🤖 AI Summary
Existing multimodal large language models (MLLMs) for image segmentation predominantly rely on boundary points or task-specific segmentation heads, limiting their capacity to model fine-grained pixel-level structures.
Method: We propose the first MLLM-based segmentation framework that integrates autoregressive image generation: images are tokenized via VQ-VAE, and the MLLM directly generates visual token sequences, which a generic decoder reconstructs into dense segmentation masks—eliminating discrete prompts and task-specific heads. A novel next-scale-prediction strategy is introduced to enhance token generation efficiency.
Contribution/Results: Our approach unifies pixel-level reconstruction with multimodal semantic understanding. It achieves state-of-the-art performance across multiple segmentation benchmarks, significantly accelerates inference speed, and maintains strong semantic consistency without sacrificing mask fidelity.
📝 Abstract
We propose a novel AutoRegressive Generation-based paradigm for image Segmentation (ARGenSeg), achieving multimodal understanding and pixel-level perception within a unified framework.
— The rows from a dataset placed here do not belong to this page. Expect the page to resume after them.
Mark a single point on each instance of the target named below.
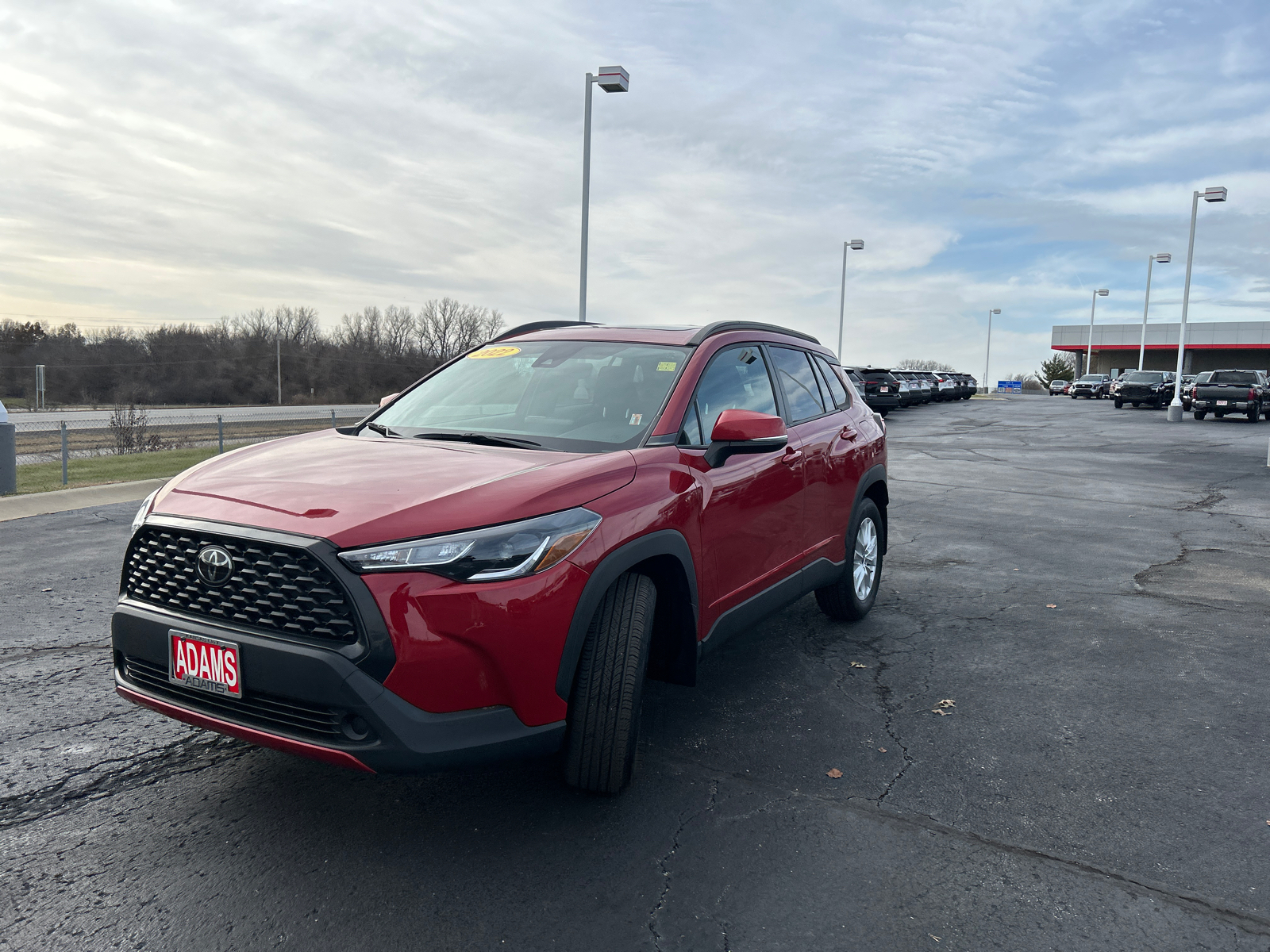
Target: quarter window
(736, 380)
(798, 382)
(835, 384)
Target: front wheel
(850, 598)
(603, 711)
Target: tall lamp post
(855, 245)
(1210, 194)
(987, 355)
(611, 79)
(1151, 259)
(1089, 357)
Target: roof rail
(724, 327)
(540, 325)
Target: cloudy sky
(177, 162)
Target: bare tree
(910, 365)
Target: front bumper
(314, 702)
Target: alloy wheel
(864, 564)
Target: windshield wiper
(482, 438)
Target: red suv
(491, 564)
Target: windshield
(1233, 378)
(572, 397)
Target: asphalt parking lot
(1086, 585)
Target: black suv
(1155, 387)
(880, 389)
(1092, 386)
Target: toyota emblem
(215, 565)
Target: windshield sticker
(486, 353)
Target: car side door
(829, 440)
(752, 505)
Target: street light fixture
(988, 355)
(1089, 357)
(1210, 194)
(855, 245)
(611, 79)
(1151, 259)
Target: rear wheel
(603, 712)
(850, 598)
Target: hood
(360, 490)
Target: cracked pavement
(1099, 784)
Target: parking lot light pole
(855, 245)
(987, 355)
(1210, 194)
(1089, 357)
(611, 79)
(1151, 259)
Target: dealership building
(1210, 346)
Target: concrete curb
(63, 501)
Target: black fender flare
(664, 543)
(872, 478)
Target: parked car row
(1218, 393)
(886, 390)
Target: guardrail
(135, 431)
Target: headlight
(484, 555)
(144, 511)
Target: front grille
(276, 589)
(266, 711)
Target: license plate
(206, 664)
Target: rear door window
(798, 384)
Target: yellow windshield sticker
(488, 352)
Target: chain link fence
(129, 431)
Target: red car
(491, 564)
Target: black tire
(603, 711)
(841, 600)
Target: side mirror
(745, 432)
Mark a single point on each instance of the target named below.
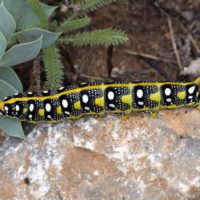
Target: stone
(139, 158)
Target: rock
(139, 158)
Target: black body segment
(98, 98)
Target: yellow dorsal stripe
(102, 86)
(181, 95)
(41, 112)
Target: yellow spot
(1, 105)
(124, 117)
(41, 112)
(98, 118)
(59, 110)
(197, 81)
(155, 97)
(99, 102)
(126, 99)
(77, 105)
(25, 110)
(153, 115)
(181, 95)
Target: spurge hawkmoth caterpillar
(98, 98)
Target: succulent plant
(30, 41)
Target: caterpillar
(98, 98)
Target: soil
(147, 24)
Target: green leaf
(71, 25)
(7, 23)
(97, 37)
(23, 14)
(33, 33)
(53, 67)
(90, 5)
(12, 127)
(3, 45)
(9, 75)
(6, 89)
(39, 11)
(21, 53)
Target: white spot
(139, 93)
(6, 108)
(64, 103)
(67, 112)
(191, 89)
(30, 116)
(31, 107)
(190, 97)
(111, 95)
(167, 91)
(112, 105)
(45, 91)
(84, 83)
(96, 172)
(86, 108)
(85, 98)
(17, 108)
(48, 107)
(168, 99)
(49, 116)
(141, 103)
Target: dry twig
(174, 43)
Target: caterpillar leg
(97, 117)
(152, 114)
(123, 116)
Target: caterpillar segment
(97, 99)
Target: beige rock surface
(140, 158)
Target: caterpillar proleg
(98, 98)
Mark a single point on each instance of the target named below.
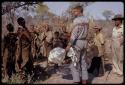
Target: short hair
(10, 27)
(79, 8)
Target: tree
(107, 14)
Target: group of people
(22, 47)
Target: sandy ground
(65, 77)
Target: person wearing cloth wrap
(24, 55)
(79, 43)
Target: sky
(94, 9)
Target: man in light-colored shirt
(79, 43)
(117, 45)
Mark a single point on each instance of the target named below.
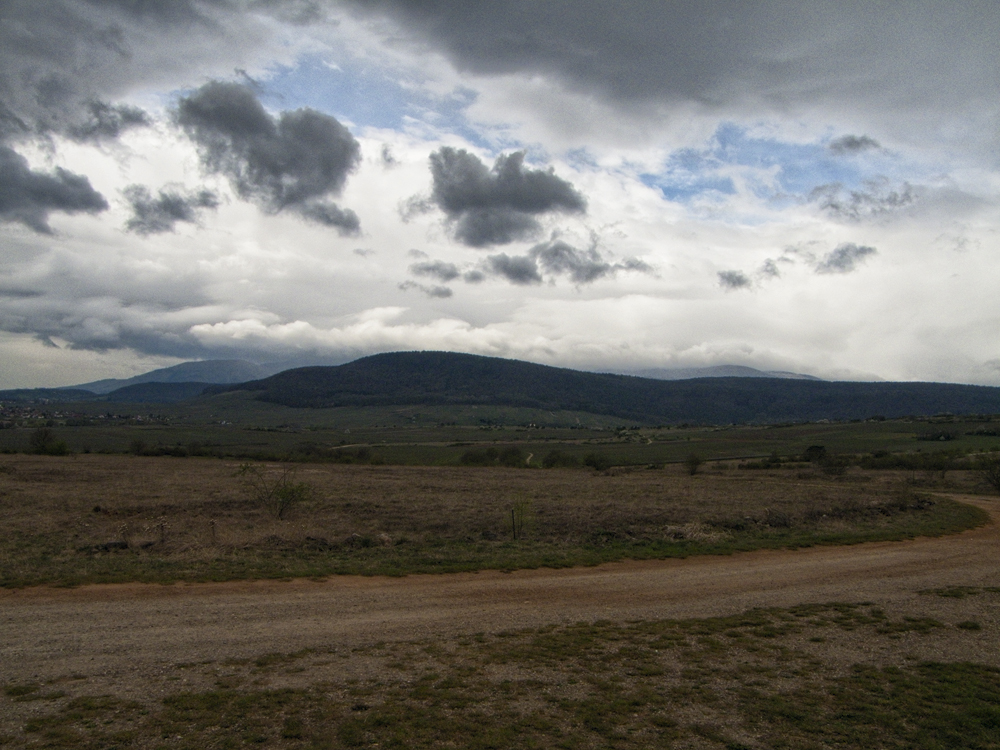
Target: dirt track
(138, 629)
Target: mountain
(155, 393)
(441, 378)
(43, 395)
(719, 371)
(209, 371)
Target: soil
(124, 638)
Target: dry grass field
(877, 646)
(98, 519)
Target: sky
(619, 185)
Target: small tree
(990, 471)
(692, 463)
(43, 442)
(277, 492)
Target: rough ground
(126, 638)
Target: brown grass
(107, 518)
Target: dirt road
(137, 629)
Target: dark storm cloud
(873, 199)
(108, 122)
(27, 196)
(555, 258)
(582, 266)
(439, 292)
(853, 144)
(518, 269)
(437, 269)
(497, 206)
(154, 215)
(61, 61)
(844, 258)
(295, 162)
(473, 277)
(730, 280)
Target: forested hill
(409, 378)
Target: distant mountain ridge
(442, 378)
(719, 371)
(216, 371)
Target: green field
(234, 424)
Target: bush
(814, 453)
(511, 456)
(557, 458)
(277, 492)
(692, 463)
(597, 461)
(43, 442)
(990, 471)
(479, 457)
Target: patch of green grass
(732, 682)
(959, 592)
(42, 559)
(968, 625)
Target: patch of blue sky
(769, 168)
(366, 95)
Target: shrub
(990, 471)
(479, 457)
(557, 458)
(511, 456)
(597, 461)
(814, 453)
(277, 492)
(692, 463)
(44, 443)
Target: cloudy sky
(617, 185)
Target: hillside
(719, 371)
(224, 371)
(443, 378)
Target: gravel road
(138, 629)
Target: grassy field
(95, 518)
(839, 675)
(234, 425)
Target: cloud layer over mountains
(583, 184)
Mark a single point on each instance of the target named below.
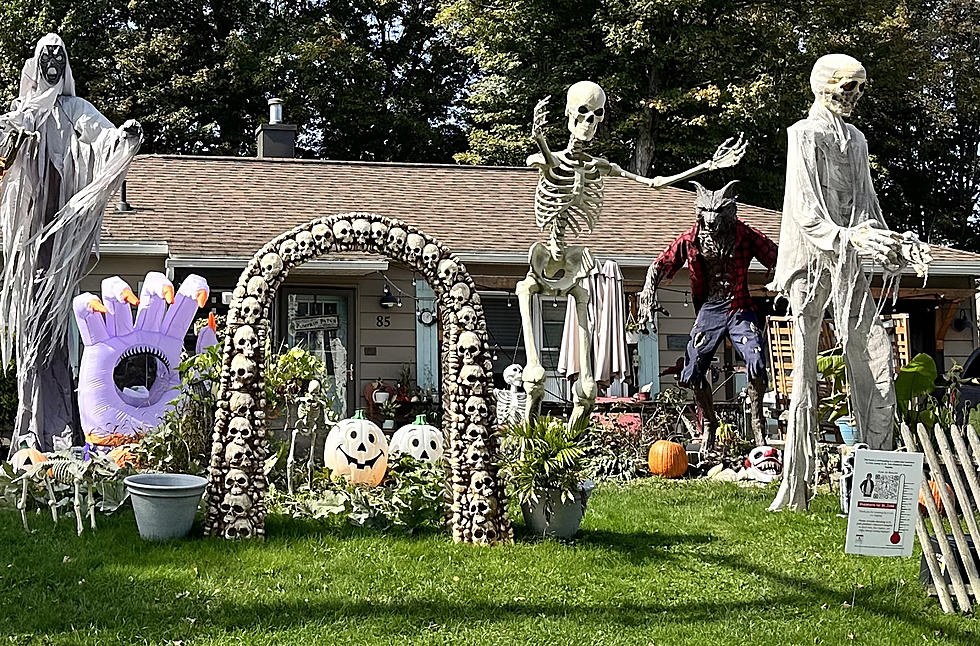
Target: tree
(681, 75)
(365, 79)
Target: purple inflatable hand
(128, 373)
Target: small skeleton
(569, 198)
(311, 416)
(511, 402)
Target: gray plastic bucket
(165, 503)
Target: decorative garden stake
(240, 446)
(569, 199)
(717, 251)
(831, 221)
(51, 207)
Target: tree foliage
(681, 75)
(364, 79)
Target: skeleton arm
(727, 154)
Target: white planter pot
(565, 517)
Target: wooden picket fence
(953, 463)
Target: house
(209, 215)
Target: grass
(666, 563)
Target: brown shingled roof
(231, 206)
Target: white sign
(312, 323)
(884, 503)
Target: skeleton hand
(540, 118)
(881, 245)
(113, 412)
(728, 154)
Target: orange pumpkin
(934, 488)
(667, 459)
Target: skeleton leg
(289, 462)
(585, 386)
(800, 451)
(533, 375)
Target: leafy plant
(543, 456)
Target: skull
(250, 310)
(396, 239)
(235, 506)
(472, 378)
(413, 247)
(476, 409)
(362, 232)
(240, 427)
(430, 256)
(241, 528)
(467, 318)
(379, 233)
(585, 109)
(342, 232)
(245, 340)
(271, 265)
(322, 236)
(241, 403)
(289, 250)
(304, 245)
(448, 270)
(242, 372)
(459, 295)
(236, 453)
(838, 81)
(257, 287)
(236, 481)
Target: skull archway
(236, 508)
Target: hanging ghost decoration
(51, 208)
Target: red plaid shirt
(749, 243)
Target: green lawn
(664, 563)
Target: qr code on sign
(885, 487)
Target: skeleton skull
(838, 81)
(379, 233)
(322, 236)
(304, 245)
(430, 256)
(271, 265)
(413, 247)
(342, 232)
(396, 239)
(362, 232)
(468, 347)
(585, 109)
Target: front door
(320, 322)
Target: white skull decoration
(245, 340)
(342, 232)
(362, 232)
(322, 236)
(838, 81)
(585, 109)
(271, 265)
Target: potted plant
(544, 464)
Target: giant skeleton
(831, 223)
(569, 199)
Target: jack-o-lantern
(667, 459)
(419, 439)
(357, 450)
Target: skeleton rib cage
(568, 197)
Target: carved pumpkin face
(357, 450)
(419, 440)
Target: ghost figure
(51, 207)
(831, 220)
(511, 401)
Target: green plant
(543, 455)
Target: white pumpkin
(356, 449)
(419, 439)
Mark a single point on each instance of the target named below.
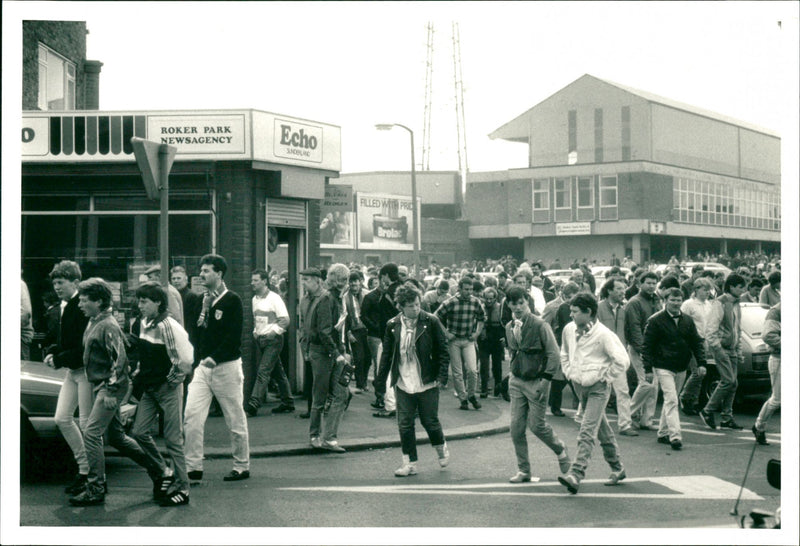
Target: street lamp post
(414, 206)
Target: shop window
(56, 81)
(608, 198)
(541, 200)
(626, 133)
(598, 135)
(585, 198)
(563, 197)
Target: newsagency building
(617, 171)
(246, 184)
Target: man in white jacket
(592, 357)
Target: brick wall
(67, 38)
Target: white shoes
(443, 453)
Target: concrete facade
(615, 170)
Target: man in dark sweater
(106, 363)
(670, 340)
(76, 391)
(219, 372)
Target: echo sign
(298, 141)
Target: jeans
(427, 404)
(100, 420)
(670, 422)
(774, 401)
(376, 350)
(528, 406)
(495, 352)
(269, 364)
(76, 392)
(462, 354)
(722, 398)
(308, 383)
(326, 374)
(169, 398)
(223, 382)
(643, 402)
(594, 426)
(361, 357)
(622, 392)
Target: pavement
(287, 434)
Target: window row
(715, 203)
(572, 199)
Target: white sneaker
(563, 460)
(408, 469)
(444, 454)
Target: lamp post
(414, 206)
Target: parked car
(561, 276)
(41, 443)
(599, 274)
(753, 375)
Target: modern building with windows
(615, 171)
(246, 184)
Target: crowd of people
(412, 332)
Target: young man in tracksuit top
(670, 341)
(219, 372)
(724, 328)
(592, 357)
(638, 309)
(165, 357)
(772, 337)
(107, 370)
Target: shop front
(245, 184)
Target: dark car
(41, 443)
(753, 375)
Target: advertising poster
(337, 219)
(385, 222)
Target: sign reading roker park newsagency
(97, 136)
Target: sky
(358, 64)
(355, 65)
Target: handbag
(530, 362)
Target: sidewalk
(286, 434)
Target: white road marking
(681, 487)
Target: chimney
(92, 90)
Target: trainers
(688, 410)
(161, 487)
(731, 424)
(178, 498)
(708, 419)
(570, 482)
(761, 436)
(563, 460)
(333, 446)
(520, 477)
(408, 469)
(616, 477)
(77, 485)
(443, 453)
(87, 497)
(235, 475)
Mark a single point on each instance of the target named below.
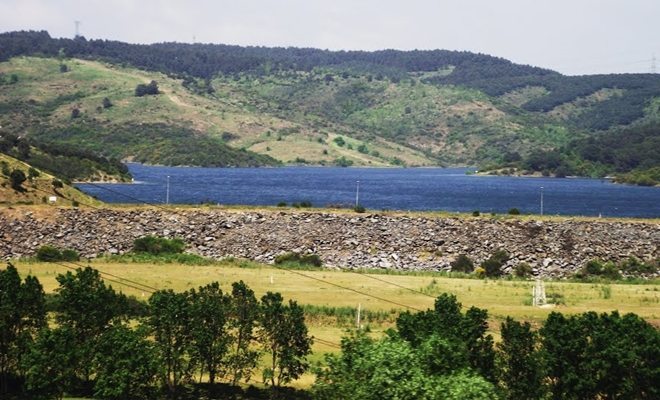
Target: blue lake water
(448, 189)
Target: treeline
(207, 60)
(68, 163)
(100, 346)
(631, 153)
(445, 353)
(156, 143)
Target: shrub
(158, 245)
(70, 255)
(49, 253)
(300, 259)
(523, 270)
(493, 265)
(462, 263)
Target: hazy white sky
(570, 36)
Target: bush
(493, 266)
(523, 270)
(70, 255)
(49, 253)
(300, 259)
(158, 245)
(462, 264)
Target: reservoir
(421, 189)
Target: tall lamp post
(167, 191)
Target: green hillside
(38, 187)
(221, 105)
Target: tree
(16, 179)
(520, 363)
(51, 363)
(244, 312)
(169, 321)
(87, 307)
(463, 263)
(22, 314)
(126, 365)
(209, 311)
(285, 337)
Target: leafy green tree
(16, 179)
(51, 363)
(126, 365)
(22, 315)
(87, 307)
(209, 311)
(169, 322)
(392, 369)
(520, 363)
(285, 337)
(244, 313)
(463, 263)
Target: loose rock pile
(556, 248)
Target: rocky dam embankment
(344, 240)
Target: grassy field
(332, 288)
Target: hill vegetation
(309, 106)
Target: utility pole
(653, 64)
(167, 191)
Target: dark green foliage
(391, 369)
(601, 356)
(49, 253)
(244, 312)
(522, 270)
(596, 268)
(209, 313)
(157, 144)
(158, 245)
(16, 179)
(312, 260)
(285, 339)
(520, 362)
(447, 322)
(126, 365)
(169, 323)
(462, 263)
(22, 315)
(493, 265)
(147, 90)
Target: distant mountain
(314, 106)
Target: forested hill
(261, 106)
(207, 60)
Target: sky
(573, 37)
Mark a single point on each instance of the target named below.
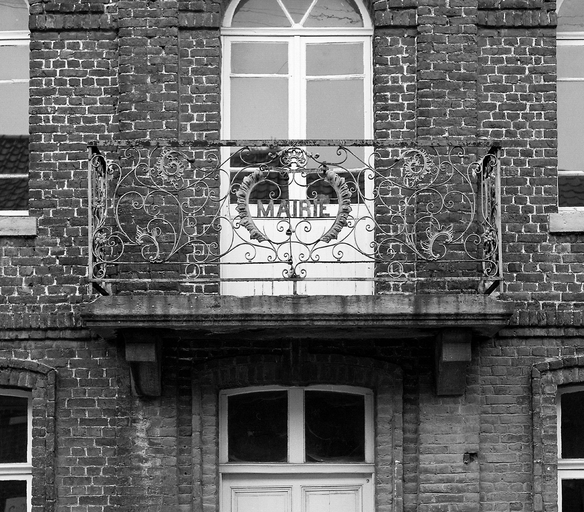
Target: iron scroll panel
(177, 213)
Prior works integrating image segmentation into multimodal large language models (MLLMs) typically employ either boundary points representation or dedicated segmentation heads. These methods rely on discrete representations or semantic prompts fed into task-specific decoders, which limits the ability of the MLLM to capture fine-grained visual details. To address these challenges, we introduce a segmentation framework for MLLM based on image generation, which naturally produces dense masks for target objects. We leverage MLLM to output visual tokens and detokenize them into images using an universal VQ-VAE, making the segmentation fully dependent on the pixel-level understanding of the MLLM. To reduce inference latency, we employ a next-scale-prediction strategy to generate required visual tokens in parallel. Extensive experiments demonstrate that our method surpasses prior state-of-the-art approaches on multiple segmentation datasets with a remarkable boost in inference speed, while maintaining strong understanding capabilities.